Circumcision: Should it be illegal?
In San Francisco, city officials have placed a referendum on November’s ballot that would outlaw circumcision.
“Even for San Francisco, this is madness,” said Jeff Jacoby in The Boston Globe. City officials have placed a referendum on November’s ballot that would outlaw circumcision, the surgical removal of a boy’s foreskin at birth. Never mind that circumcision happens to be the “oldest practice of the world’s oldest religion” (Judaism), or that the surgery has been shown to reduce the rate of urinary tract infections and sexually transmitted diseases, including AIDS. To the 12,000 “intactivists” who signed a petition to get a ban on the ballot, so-called “male genital mutilation” should be a crime, punishable by a $1,000 fine and up to a year in jail. Female circumcision is already illegal, said the Los Angeles Times in an editorial, and rightly so. That abhorrent practice really is mutilation, and carries “terrible long-term consequences” for a woman’s health and ability to enjoy sex. But banning male circumcision—which has no negative health consequences—would be an unacceptable intrusion “on parents’ ability to decide what’s best for children.”
For those of us who are Jewish, said Brad Hirschfield in WashingtonPost.com, this proposed ban is an assault on our rights as parents and “the free exercise of religion.” I will confess to ambivalence about circumcision myself, but many Jews consider the ritual and family celebration surrounding the procedure to be a “deeply beautiful, 3,000-year-old tradition” that’s essential to the Jewish faith. Putting the Constitution’s guarantee of freedom of religion up for a vote, said Rabbi Gil Leeds in the San Francisco Chronicle, is a threat to the liberty of every American, Jew and non-Jew alike.
Ah, but it’s not quite that simple, said The Economist in an editorial.

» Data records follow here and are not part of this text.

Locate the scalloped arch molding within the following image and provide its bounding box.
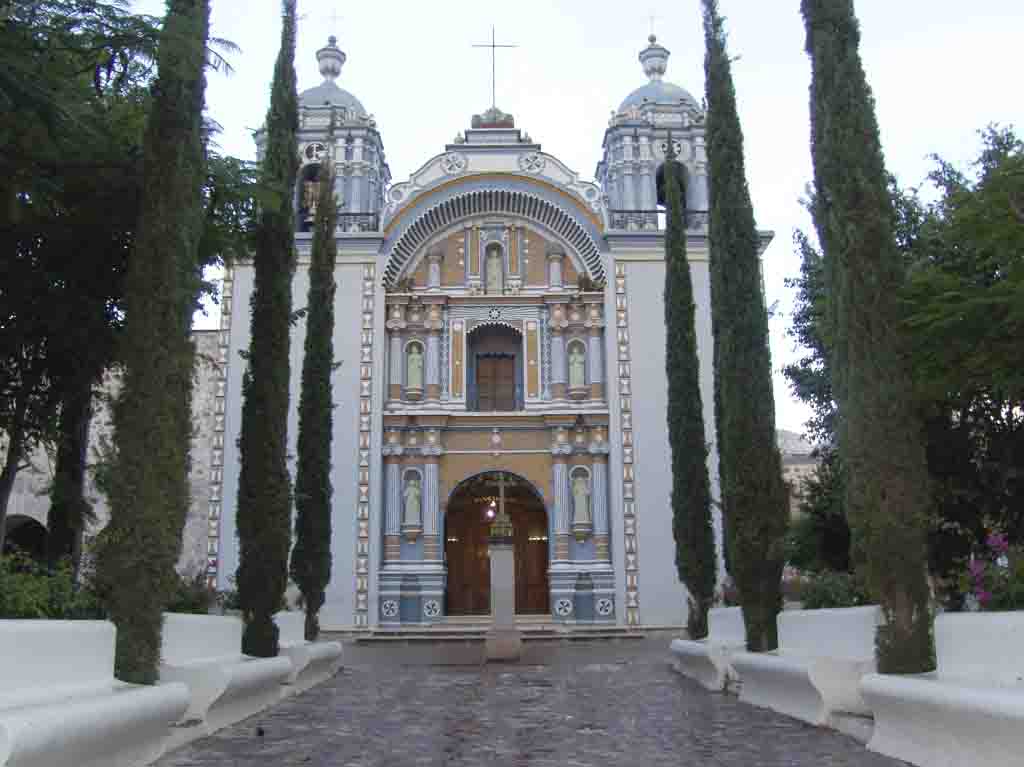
[384,188,605,287]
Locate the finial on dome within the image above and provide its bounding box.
[640,35,671,81]
[316,35,346,81]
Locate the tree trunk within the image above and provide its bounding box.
[0,384,32,554]
[46,379,92,573]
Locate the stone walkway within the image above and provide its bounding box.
[157,637,901,767]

The Supreme Court has ruled in the past that many religious practices are illegal, such as the polygamy once practiced by Mormons, or the refusal by Christian Scientists to seek medical care for desperately ill children. The critical question is whether male circumcision is harmful, and intactivists argue that cutting off part of an infant’s penis, while he screams in agony, is painful and barbaric. The principle here is simple, said Andrew Sullivan in TheDailyBeast.com. Just as people should be free to choose what religion they follow, men should be free to choose whether or not they have their foreskins surgically removed. “If others can permanently alter your own body without your consent, you really have no freedom at all.”